One can show (see here) that for a Noetherian integral domain, the following are equivalent:
- $R$ is integrally closed; and
- $\text{End}_R(I) = R$ for all nonzero ideals $I$.
Is the following condition also equivalent?
- $\text{End}_R(\mathfrak{p}) = R$ for all nonzero prime ideals $\mathfrak{p}$.
The proof of (2) $\Rightarrow$ (1) that I know (and hopefully this is correct!) is as follows:
We show that $R$ is completely integrally closed, which is equivalent to integrally closed when $R$ is Noetherian.
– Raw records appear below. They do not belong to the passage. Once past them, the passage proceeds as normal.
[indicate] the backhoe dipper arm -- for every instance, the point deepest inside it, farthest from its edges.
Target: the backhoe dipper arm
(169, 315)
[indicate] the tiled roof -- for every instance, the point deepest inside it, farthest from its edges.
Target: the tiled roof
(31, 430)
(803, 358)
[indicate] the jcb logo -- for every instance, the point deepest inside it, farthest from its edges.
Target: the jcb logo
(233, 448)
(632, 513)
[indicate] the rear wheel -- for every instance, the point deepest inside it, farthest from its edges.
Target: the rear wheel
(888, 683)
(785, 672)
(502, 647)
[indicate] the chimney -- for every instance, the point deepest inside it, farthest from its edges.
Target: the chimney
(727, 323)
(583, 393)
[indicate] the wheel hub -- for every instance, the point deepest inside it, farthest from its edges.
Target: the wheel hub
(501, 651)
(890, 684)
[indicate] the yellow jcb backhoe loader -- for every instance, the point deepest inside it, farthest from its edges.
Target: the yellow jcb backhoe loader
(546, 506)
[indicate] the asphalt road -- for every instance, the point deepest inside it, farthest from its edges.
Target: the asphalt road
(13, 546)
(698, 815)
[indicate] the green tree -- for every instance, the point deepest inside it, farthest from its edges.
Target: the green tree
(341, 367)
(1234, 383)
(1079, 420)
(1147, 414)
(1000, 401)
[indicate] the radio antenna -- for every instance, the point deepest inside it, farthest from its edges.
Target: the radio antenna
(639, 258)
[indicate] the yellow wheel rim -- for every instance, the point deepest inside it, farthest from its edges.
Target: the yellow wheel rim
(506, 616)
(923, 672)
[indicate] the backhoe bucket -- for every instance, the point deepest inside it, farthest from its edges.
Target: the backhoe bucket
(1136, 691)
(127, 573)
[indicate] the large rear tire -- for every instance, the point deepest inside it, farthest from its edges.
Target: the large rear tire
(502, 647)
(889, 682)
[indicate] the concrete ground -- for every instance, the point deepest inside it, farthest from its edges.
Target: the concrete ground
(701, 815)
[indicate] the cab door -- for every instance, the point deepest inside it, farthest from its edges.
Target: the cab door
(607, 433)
Let $Q$ be the fraction field of $R$: suppose that $q \in Q$ is almost integral, so there exists $0 \neq a \in R$ such that $a q^n \in R$ for all $n \geqslant 0$. Set $T = R[q]$, and $I = \{ x \in R \mid xT \subseteq R \}$, which is nonzero since $a \in I$. Then we have a chain of inclusions $$ R \subseteq T \subseteq \text{End}_R(I) = R $$ so that $R = T$, forcing $q \in R$, which means that $R$ is completely integrally closed.
Assuming this isn't flawed, if I can show that the ideal $I$ is prime, then I'm done. However, I can't see why this should be the case.